Lessons from being a Lead Programmer on a Mobile App in a Distributed Environment

First of all, that’s a long title. It was also a large role. In 2012 I started working on PlayRank, a mobile social sports app that looks like just a simple iOS app, but really ended up being a high-quality client for a brand-new social network (in only 6 months). I learned a lot leading the engineering side of things, and here are notes I made right after shipping it in January of 2013 (with recent editing and clean-up). They aren’t really mobile-app-specific, but could be applied to rapid development of something in a distributed team environment.

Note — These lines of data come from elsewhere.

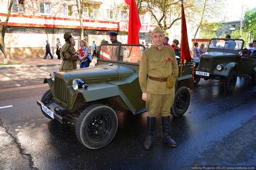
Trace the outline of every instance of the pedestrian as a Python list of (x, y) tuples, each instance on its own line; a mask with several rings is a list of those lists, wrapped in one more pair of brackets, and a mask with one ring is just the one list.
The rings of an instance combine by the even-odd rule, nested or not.
[(58, 56), (58, 59), (60, 59), (60, 49), (61, 48), (61, 43), (60, 42), (60, 38), (57, 38), (56, 43), (56, 55)]
[[(170, 136), (170, 113), (174, 102), (173, 84), (178, 77), (178, 63), (174, 50), (163, 45), (164, 35), (160, 27), (153, 30), (151, 39), (154, 45), (143, 52), (139, 72), (142, 99), (146, 101), (147, 110), (147, 138), (144, 143), (146, 149), (152, 145), (156, 119), (159, 112), (165, 141), (170, 146), (176, 145)], [(168, 87), (170, 76), (173, 77), (173, 84)]]
[(65, 43), (60, 50), (60, 56), (63, 59), (60, 71), (65, 71), (77, 69), (78, 55), (74, 46), (76, 42), (70, 32), (67, 32), (64, 35)]
[[(78, 50), (78, 60), (80, 61), (80, 68), (88, 67), (93, 59), (89, 52), (87, 42), (83, 39), (79, 41), (80, 48)], [(91, 56), (90, 56), (91, 55)]]
[(95, 41), (93, 41), (93, 44), (91, 44), (91, 50), (93, 51), (93, 56), (96, 56), (96, 50), (97, 50), (97, 45), (95, 43)]
[[(231, 39), (231, 36), (229, 34), (227, 34), (225, 38)], [(226, 41), (226, 45), (225, 45), (225, 48), (235, 49), (236, 46), (237, 46), (237, 44), (234, 40), (232, 39), (227, 40)]]
[(110, 32), (109, 33), (109, 36), (110, 37), (110, 41), (112, 44), (122, 44), (121, 42), (117, 41), (118, 34), (114, 32)]
[(170, 45), (168, 44), (169, 42), (169, 37), (165, 36), (165, 39), (163, 40), (163, 45), (166, 46), (170, 46)]
[(44, 57), (44, 59), (46, 59), (48, 54), (49, 54), (50, 56), (51, 56), (51, 59), (53, 59), (52, 55), (51, 55), (51, 48), (50, 48), (50, 44), (48, 42), (48, 40), (46, 41), (45, 50), (46, 50), (45, 56)]
[(198, 48), (198, 42), (195, 42), (194, 48), (193, 48), (193, 58), (199, 58), (199, 49)]
[(200, 48), (199, 48), (199, 58), (202, 54), (205, 52), (205, 51), (206, 51), (206, 49), (205, 48), (205, 44), (204, 43), (202, 43), (200, 45)]

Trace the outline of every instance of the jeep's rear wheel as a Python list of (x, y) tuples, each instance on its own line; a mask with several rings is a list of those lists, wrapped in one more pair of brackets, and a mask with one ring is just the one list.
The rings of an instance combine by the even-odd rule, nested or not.
[(183, 115), (189, 106), (190, 91), (187, 87), (180, 88), (175, 93), (173, 106), (170, 112), (175, 116), (180, 116)]
[(107, 145), (117, 130), (117, 116), (110, 107), (92, 105), (78, 118), (76, 133), (78, 141), (88, 148), (96, 149)]
[[(42, 95), (41, 101), (45, 105), (47, 105), (48, 103), (54, 102), (55, 101), (54, 98), (53, 97), (51, 89), (48, 89), (48, 91), (46, 91), (46, 92), (44, 93), (44, 94)], [(41, 108), (41, 111), (42, 111), (42, 114), (45, 117), (47, 117), (48, 119), (52, 119), (52, 118), (48, 116), (42, 110), (42, 108)]]
[(224, 89), (228, 92), (231, 92), (235, 89), (237, 85), (237, 72), (233, 70), (228, 78), (224, 81)]

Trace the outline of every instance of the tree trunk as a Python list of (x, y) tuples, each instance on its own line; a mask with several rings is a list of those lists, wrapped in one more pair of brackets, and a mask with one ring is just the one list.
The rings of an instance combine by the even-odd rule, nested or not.
[(2, 21), (0, 19), (0, 51), (1, 55), (3, 59), (4, 64), (11, 63), (11, 58), (9, 53), (5, 47), (3, 35), (4, 35), (4, 27), (2, 24)]

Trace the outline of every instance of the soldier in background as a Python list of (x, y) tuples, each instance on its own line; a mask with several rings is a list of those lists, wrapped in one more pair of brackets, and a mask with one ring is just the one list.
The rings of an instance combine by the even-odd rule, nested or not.
[(110, 32), (109, 36), (110, 36), (110, 41), (112, 44), (122, 44), (121, 42), (117, 41), (117, 33), (114, 32)]
[(155, 28), (151, 39), (154, 45), (142, 53), (140, 62), (139, 81), (142, 91), (142, 100), (147, 110), (146, 149), (153, 141), (156, 118), (162, 114), (163, 137), (168, 145), (174, 147), (176, 142), (170, 136), (170, 108), (174, 103), (175, 87), (167, 87), (168, 77), (172, 75), (176, 81), (178, 67), (174, 50), (163, 45), (164, 35), (160, 27)]
[(67, 32), (64, 35), (65, 43), (60, 50), (60, 55), (63, 59), (60, 71), (65, 71), (77, 69), (78, 55), (74, 46), (76, 45), (75, 40), (70, 32)]

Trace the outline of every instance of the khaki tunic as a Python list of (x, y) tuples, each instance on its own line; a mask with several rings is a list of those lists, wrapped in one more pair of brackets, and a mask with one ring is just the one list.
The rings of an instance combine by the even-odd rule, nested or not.
[[(166, 62), (172, 58), (173, 63)], [(147, 75), (156, 78), (167, 78), (172, 75), (178, 77), (178, 66), (174, 50), (163, 46), (161, 50), (152, 46), (142, 53), (139, 74), (139, 81), (143, 92), (147, 94), (146, 108), (149, 116), (156, 117), (160, 112), (162, 116), (170, 115), (174, 101), (175, 86), (169, 89), (166, 82), (150, 79)]]
[(63, 59), (60, 71), (65, 71), (77, 69), (77, 54), (74, 46), (66, 42), (60, 50), (60, 55)]
[(115, 42), (113, 42), (112, 44), (122, 44), (121, 42), (117, 40)]

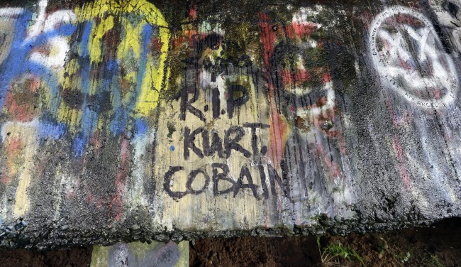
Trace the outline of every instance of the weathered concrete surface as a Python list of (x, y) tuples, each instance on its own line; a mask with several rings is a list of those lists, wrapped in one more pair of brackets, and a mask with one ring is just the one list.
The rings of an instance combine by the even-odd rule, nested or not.
[(1, 246), (460, 216), (460, 4), (0, 9)]
[(187, 267), (189, 242), (133, 242), (94, 246), (90, 267)]

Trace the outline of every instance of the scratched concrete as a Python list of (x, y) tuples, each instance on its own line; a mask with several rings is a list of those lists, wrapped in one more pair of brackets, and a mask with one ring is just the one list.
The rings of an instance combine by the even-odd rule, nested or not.
[(460, 216), (460, 7), (2, 2), (0, 246)]

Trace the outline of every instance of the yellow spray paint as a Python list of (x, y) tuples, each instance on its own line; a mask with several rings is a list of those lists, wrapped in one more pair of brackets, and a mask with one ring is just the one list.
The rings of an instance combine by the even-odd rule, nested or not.
[[(140, 62), (142, 29), (148, 24), (159, 27), (159, 38), (161, 43), (160, 55), (147, 55), (146, 71), (142, 79), (141, 91), (138, 97), (135, 111), (137, 116), (147, 116), (157, 107), (160, 94), (162, 89), (162, 82), (167, 78), (169, 72), (165, 71), (168, 51), (170, 30), (160, 11), (152, 4), (145, 0), (132, 0), (116, 1), (111, 0), (97, 0), (92, 4), (84, 5), (82, 8), (75, 9), (77, 23), (84, 21), (94, 21), (91, 28), (88, 43), (89, 57), (91, 64), (97, 65), (104, 60), (105, 51), (102, 48), (104, 36), (114, 27), (116, 20), (118, 25), (124, 29), (123, 36), (121, 36), (116, 48), (117, 60), (119, 62), (133, 60)], [(143, 19), (130, 19), (141, 17)], [(96, 21), (97, 21), (97, 22)], [(82, 48), (78, 53), (82, 55)], [(81, 81), (78, 77), (80, 66), (77, 62), (69, 62), (66, 65), (66, 77), (63, 80), (63, 89), (79, 89)], [(120, 82), (133, 84), (135, 82), (137, 70), (127, 70), (124, 80)], [(99, 81), (90, 82), (89, 95), (96, 93)], [(130, 92), (131, 89), (127, 90)], [(130, 94), (123, 96), (122, 101), (128, 101)], [(67, 123), (71, 132), (75, 132), (78, 125), (82, 123), (82, 111), (72, 109), (64, 103), (61, 103), (57, 114), (58, 119)]]

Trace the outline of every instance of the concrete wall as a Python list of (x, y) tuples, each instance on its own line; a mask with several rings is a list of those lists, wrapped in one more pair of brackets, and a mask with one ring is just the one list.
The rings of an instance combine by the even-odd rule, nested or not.
[(460, 214), (454, 0), (0, 9), (1, 246)]

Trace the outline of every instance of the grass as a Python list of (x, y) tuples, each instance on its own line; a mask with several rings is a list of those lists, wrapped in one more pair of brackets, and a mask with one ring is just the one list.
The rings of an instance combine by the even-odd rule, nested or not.
[(324, 266), (340, 266), (340, 261), (343, 260), (348, 261), (357, 260), (362, 266), (365, 266), (363, 258), (355, 250), (343, 246), (340, 241), (338, 241), (338, 244), (329, 243), (322, 251), (320, 236), (317, 236), (317, 246), (322, 265)]

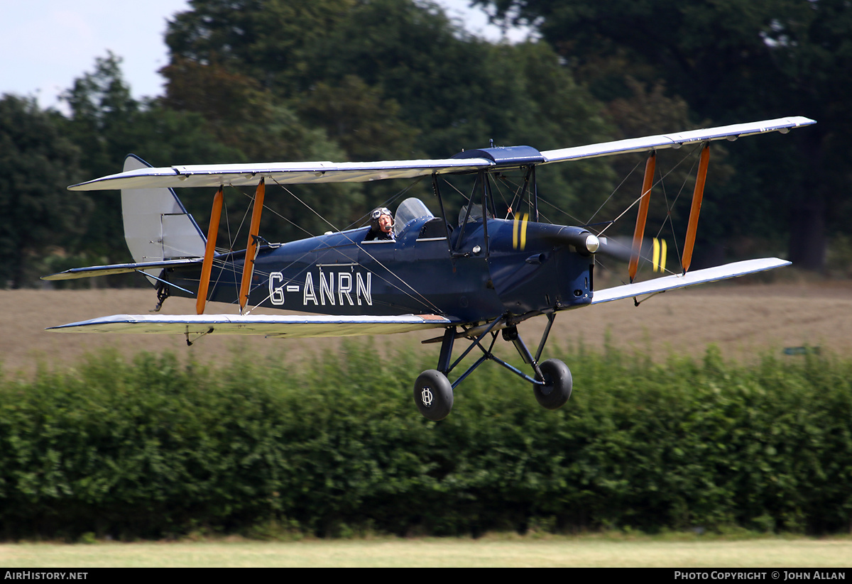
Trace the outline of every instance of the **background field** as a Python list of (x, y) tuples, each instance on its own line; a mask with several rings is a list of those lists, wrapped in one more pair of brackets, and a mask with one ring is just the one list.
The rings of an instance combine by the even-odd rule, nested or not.
[[(764, 352), (809, 345), (839, 354), (852, 352), (852, 283), (811, 281), (787, 269), (783, 283), (763, 283), (744, 278), (717, 285), (676, 290), (651, 298), (639, 306), (619, 301), (561, 313), (545, 356), (559, 357), (559, 346), (583, 342), (600, 348), (611, 342), (619, 348), (647, 351), (661, 358), (670, 352), (700, 355), (707, 345), (719, 346), (726, 358), (748, 361)], [(88, 352), (115, 347), (126, 354), (173, 350), (199, 361), (219, 360), (235, 347), (258, 356), (282, 348), (301, 359), (334, 350), (335, 339), (297, 342), (263, 337), (208, 337), (187, 347), (179, 335), (70, 335), (45, 331), (49, 326), (107, 314), (144, 314), (156, 302), (153, 289), (2, 290), (0, 291), (0, 361), (7, 373), (32, 373), (38, 364), (61, 368)], [(209, 313), (233, 313), (233, 306), (208, 305)], [(193, 313), (194, 302), (170, 298), (165, 313)], [(262, 312), (262, 311), (258, 311)], [(268, 313), (269, 312), (267, 311)], [(528, 321), (521, 333), (538, 343), (544, 319)], [(434, 334), (409, 334), (379, 339), (395, 346), (417, 344)], [(499, 343), (504, 345), (505, 343)], [(437, 346), (423, 347), (437, 359)], [(512, 349), (514, 353), (514, 349)], [(568, 364), (570, 366), (570, 364)], [(407, 387), (406, 380), (403, 386)]]
[(617, 537), (19, 544), (0, 545), (0, 564), (9, 568), (852, 566), (849, 539), (660, 541)]

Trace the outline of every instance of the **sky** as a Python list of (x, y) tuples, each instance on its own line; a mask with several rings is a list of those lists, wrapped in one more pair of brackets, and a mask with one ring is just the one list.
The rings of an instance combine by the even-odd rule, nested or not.
[[(499, 40), (500, 31), (488, 25), (469, 0), (438, 0), (449, 16), (470, 32)], [(59, 94), (74, 79), (91, 72), (96, 57), (107, 51), (121, 57), (122, 72), (133, 95), (163, 93), (157, 72), (168, 63), (164, 41), (168, 19), (187, 9), (187, 0), (25, 0), (3, 2), (0, 21), (0, 94), (34, 96), (41, 107), (65, 108)], [(520, 40), (526, 31), (514, 31)]]

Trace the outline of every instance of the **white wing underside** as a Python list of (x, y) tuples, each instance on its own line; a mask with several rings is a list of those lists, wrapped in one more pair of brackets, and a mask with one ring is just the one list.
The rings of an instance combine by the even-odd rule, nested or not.
[[(790, 262), (778, 258), (747, 260), (696, 270), (684, 275), (665, 276), (646, 282), (608, 288), (595, 292), (592, 304), (665, 292), (677, 288), (737, 278), (772, 270)], [(71, 333), (159, 333), (166, 335), (263, 335), (281, 339), (318, 336), (393, 335), (459, 324), (458, 320), (435, 314), (399, 317), (239, 316), (230, 314), (116, 314), (48, 330)]]
[(70, 333), (263, 335), (284, 339), (392, 335), (440, 329), (454, 321), (434, 314), (398, 317), (239, 316), (233, 314), (116, 314), (48, 329)]
[(779, 260), (778, 258), (761, 258), (759, 260), (735, 261), (732, 264), (725, 264), (724, 266), (716, 266), (704, 270), (688, 272), (685, 274), (665, 276), (653, 280), (646, 280), (645, 282), (636, 282), (635, 283), (625, 284), (624, 286), (595, 290), (591, 303), (601, 304), (602, 302), (611, 302), (612, 301), (621, 300), (623, 298), (633, 298), (635, 296), (665, 292), (666, 290), (694, 286), (695, 284), (706, 283), (708, 282), (739, 278), (746, 274), (783, 267), (784, 266), (789, 266), (790, 263), (786, 260)]
[[(679, 148), (716, 140), (736, 140), (766, 132), (786, 133), (792, 128), (815, 122), (808, 117), (780, 117), (750, 123), (632, 138), (589, 146), (548, 150), (540, 152), (540, 163), (594, 158), (625, 152)], [(463, 174), (480, 169), (509, 168), (486, 158), (442, 158), (435, 160), (401, 160), (372, 163), (262, 163), (254, 164), (193, 164), (164, 168), (145, 168), (104, 176), (72, 185), (72, 191), (107, 191), (112, 189), (218, 187), (255, 186), (262, 178), (269, 184), (311, 184), (328, 182), (368, 182), (387, 179), (410, 179), (433, 174)]]

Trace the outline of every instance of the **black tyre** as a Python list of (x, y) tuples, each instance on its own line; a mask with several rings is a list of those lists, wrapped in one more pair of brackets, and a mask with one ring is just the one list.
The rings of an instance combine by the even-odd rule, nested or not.
[(546, 409), (561, 408), (571, 397), (571, 388), (573, 386), (571, 370), (559, 359), (548, 359), (538, 367), (544, 375), (545, 383), (544, 386), (532, 386), (538, 405)]
[(452, 386), (440, 371), (423, 371), (414, 382), (414, 404), (417, 411), (434, 421), (443, 420), (452, 409)]

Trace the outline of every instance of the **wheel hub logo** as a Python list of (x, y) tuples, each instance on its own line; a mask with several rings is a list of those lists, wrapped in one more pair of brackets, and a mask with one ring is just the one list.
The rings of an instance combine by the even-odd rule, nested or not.
[(423, 391), (420, 392), (420, 400), (427, 408), (432, 405), (432, 399), (435, 396), (432, 395), (432, 390), (429, 387), (423, 387)]

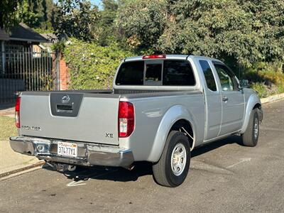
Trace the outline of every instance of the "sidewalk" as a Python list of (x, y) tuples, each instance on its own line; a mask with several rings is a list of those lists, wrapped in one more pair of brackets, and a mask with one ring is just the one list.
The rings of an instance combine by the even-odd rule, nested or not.
[[(0, 116), (14, 118), (14, 107), (0, 110)], [(0, 124), (0, 125), (7, 125)], [(16, 128), (16, 127), (15, 127)], [(10, 147), (9, 138), (0, 140), (0, 178), (27, 168), (38, 165), (41, 162), (34, 156), (14, 152)]]
[(0, 178), (33, 167), (40, 161), (34, 156), (14, 152), (8, 141), (0, 141)]

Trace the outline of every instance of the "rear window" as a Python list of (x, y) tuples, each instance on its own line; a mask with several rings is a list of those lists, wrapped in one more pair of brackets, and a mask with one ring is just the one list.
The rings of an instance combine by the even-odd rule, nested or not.
[(165, 60), (163, 70), (163, 85), (195, 85), (192, 70), (187, 60)]
[(144, 62), (124, 62), (116, 76), (116, 85), (143, 85)]
[[(195, 79), (187, 60), (164, 60), (158, 63), (145, 61), (126, 62), (121, 65), (116, 85), (194, 86)], [(163, 69), (163, 72), (162, 72)], [(145, 80), (143, 76), (145, 73)], [(161, 81), (163, 79), (163, 83)]]

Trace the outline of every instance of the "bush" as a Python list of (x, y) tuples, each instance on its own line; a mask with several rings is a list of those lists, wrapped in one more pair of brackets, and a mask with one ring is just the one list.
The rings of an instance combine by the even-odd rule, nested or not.
[(244, 79), (251, 82), (251, 87), (261, 97), (284, 92), (284, 73), (275, 72), (267, 66), (258, 67), (245, 71)]
[(131, 55), (116, 43), (102, 47), (74, 38), (65, 43), (63, 53), (70, 70), (71, 89), (111, 88), (119, 62)]

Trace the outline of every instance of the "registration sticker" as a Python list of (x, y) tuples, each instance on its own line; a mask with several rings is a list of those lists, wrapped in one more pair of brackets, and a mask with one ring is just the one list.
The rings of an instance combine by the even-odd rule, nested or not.
[(67, 157), (77, 157), (77, 143), (58, 142), (58, 155)]

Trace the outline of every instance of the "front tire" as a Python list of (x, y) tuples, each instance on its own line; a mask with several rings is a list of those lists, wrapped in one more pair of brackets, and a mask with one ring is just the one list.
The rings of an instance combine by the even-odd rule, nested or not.
[(249, 118), (248, 125), (242, 135), (243, 144), (246, 146), (256, 146), (258, 141), (259, 116), (258, 109), (253, 109)]
[(163, 186), (177, 187), (185, 180), (190, 164), (190, 146), (187, 137), (178, 131), (170, 132), (159, 161), (153, 165), (156, 182)]

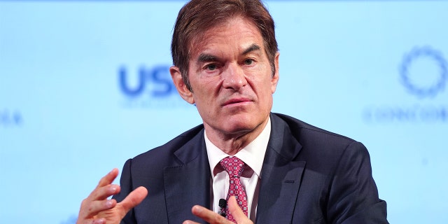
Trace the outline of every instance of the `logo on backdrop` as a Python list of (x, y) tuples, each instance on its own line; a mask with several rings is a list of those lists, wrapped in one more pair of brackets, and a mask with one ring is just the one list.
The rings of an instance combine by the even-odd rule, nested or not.
[(190, 104), (177, 93), (169, 74), (169, 65), (121, 66), (118, 69), (120, 104), (129, 108), (173, 108)]
[(414, 48), (404, 55), (398, 74), (404, 90), (416, 99), (407, 105), (398, 102), (367, 108), (364, 120), (377, 123), (448, 122), (448, 106), (440, 103), (444, 96), (442, 93), (448, 80), (447, 70), (442, 52), (428, 46)]
[(403, 57), (400, 80), (411, 94), (421, 98), (434, 97), (445, 88), (447, 66), (447, 61), (438, 50), (415, 48)]
[(0, 128), (21, 126), (23, 116), (19, 110), (0, 108)]

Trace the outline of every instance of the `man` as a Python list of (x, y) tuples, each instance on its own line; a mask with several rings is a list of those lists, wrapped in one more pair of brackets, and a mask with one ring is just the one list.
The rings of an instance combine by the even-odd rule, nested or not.
[(172, 52), (203, 125), (127, 161), (120, 186), (107, 174), (78, 223), (387, 223), (361, 144), (271, 113), (279, 54), (259, 1), (189, 2)]

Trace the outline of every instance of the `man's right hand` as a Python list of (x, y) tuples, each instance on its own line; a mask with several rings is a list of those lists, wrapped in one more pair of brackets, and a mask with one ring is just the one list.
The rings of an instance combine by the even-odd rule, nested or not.
[(76, 224), (120, 223), (127, 211), (134, 208), (148, 195), (148, 190), (139, 187), (131, 192), (120, 203), (108, 197), (120, 192), (120, 186), (112, 184), (118, 176), (118, 169), (113, 169), (104, 176), (97, 188), (81, 203)]

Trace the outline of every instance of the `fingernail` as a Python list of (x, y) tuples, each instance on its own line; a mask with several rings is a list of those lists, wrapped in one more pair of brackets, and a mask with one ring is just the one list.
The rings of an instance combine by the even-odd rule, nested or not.
[(197, 213), (200, 213), (202, 211), (202, 208), (199, 206), (195, 206), (193, 207), (193, 209), (195, 209), (195, 211)]
[(106, 206), (107, 206), (108, 208), (111, 208), (113, 206), (113, 201), (112, 200), (108, 200), (107, 202), (106, 202)]

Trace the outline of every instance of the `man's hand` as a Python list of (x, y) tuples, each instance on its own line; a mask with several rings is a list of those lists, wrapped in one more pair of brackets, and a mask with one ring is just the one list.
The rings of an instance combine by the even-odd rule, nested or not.
[(97, 188), (81, 203), (76, 224), (120, 223), (125, 215), (148, 195), (144, 187), (134, 190), (121, 202), (108, 200), (120, 192), (120, 186), (112, 184), (118, 175), (118, 169), (113, 169), (104, 176)]
[[(238, 224), (253, 224), (252, 221), (244, 215), (243, 211), (239, 208), (237, 202), (237, 199), (234, 196), (232, 196), (229, 198), (227, 202), (229, 206), (229, 211), (233, 216), (233, 218)], [(221, 216), (220, 214), (209, 210), (202, 206), (195, 205), (191, 209), (191, 212), (196, 216), (202, 218), (204, 221), (210, 224), (232, 224), (232, 222), (227, 220), (225, 218)], [(199, 224), (197, 223), (186, 220), (183, 224)]]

  1. Be as available as possible
    1. People will be online at different times
    2. Be as clear about your availability as possible
    3. Potentially shift your availability to align with others
    4. Have a backup option – for example email, other asynchronous forms of communication
  2. Collaborate across different mediums
    1. Chat, voice chat, email, bug/task tracker, GDrive/documents
    2. Annotated screenshots
    3. Use a common platform, even if you dislike it
      1. No room for ego in lean/rapid/team development, it will cost you the project
    4. Keep track of the various group chats there will be, to make sure you are aware of what is going on, can address problems and questions as soon as possible, clarify or ask for clarification for ill-defined things
  3. Think ahead for setup/questions
    1. Try to ask questions and identify issues far ahead of time
    2. Availability windows may not align, or may be narrow for some teammates
    3. Generally a good rule to follow with remote communications, like web hosts, etc
  4. Be extremely disciplined
    1. Keep everything in version control
    2. (Ideally) Document everything (with GDrive it’s really hard to find an excuse not to do this)
    3. Write useful change-list descriptions (“fixed stuff”, “thing improvements”, “updates to blah” ARE NOT USEFUL)
      1. Very useful for looking back (YOU WILL DO THIS)
      2. Include fixed bug numbers, but also include their titles! Who wants to look up a bug manually when most of the time the title provides enough information?
    4. Commit often
      1. Get the bare minimum of a task done, commit it. Keep working, commit again. Don’t break the build (do I really need to say that? Test your changes before putting them in!), but don’t wait until something is 100% fully complete before committing anything at all.
      2. This helps me keep my mind clear when programming, so I can only worry about ‘the current differences between the repo and my local copy’
      3. When working with others, it gives them an idea of where you are going
        1. Also in what area of the app you are working, so you both can avoid too many conflicts
    5. Keep your task/bug tracker up to date
      1. Some developers don’t like them, but you have to embrace them
        1. If you need more information or help, ASK
      2. Producers will love you for this
    6. Write detailed build notes
      1. Useful for looking back
      2. Useful to communicate progress to the rest of the team
        1. Progress is being made, assets are being integrated
      3. Producers will love you for it
    7. Check your diffs before you commit
      1. You’ll find leftover test code, unintended for checkin changes
  5. Demonstrate leadership
    1. Ask how people are doing
    2. Clearly communicate the progress of what you are responsible for (see disciplined list)
    3. Listen and provide feedback upon request from teammates
    4. Be extremely disciplined (see section 4 of this list) – as a lead you need to demonstrate and embody this
    5. Be prepared to take on unfinished, unassigned, or unexpected tasks
      1. But be equally attentive for opportunities to delegate
    6. Be clear about the required tools
      1. Some teammates may be resistant, but they should be using the proper tools to address the problems at hand
    7. Get familiar with your target market, use similar products to see how they work
      1. Do experiments
      2. I was guilty of not doing enough of this, instead I thought I could ask teammates that do use the target market products questions about how they work – it’s much better just to make dummy accounts and research yourself

Many of these lessons apply to non-distributed teams, to non-developers, are generally good things to do, etc. But they all stuck out to me from this experience. I hope that maybe there is something on this list that helps you, and if you have any comments or questions about any of them please let me know.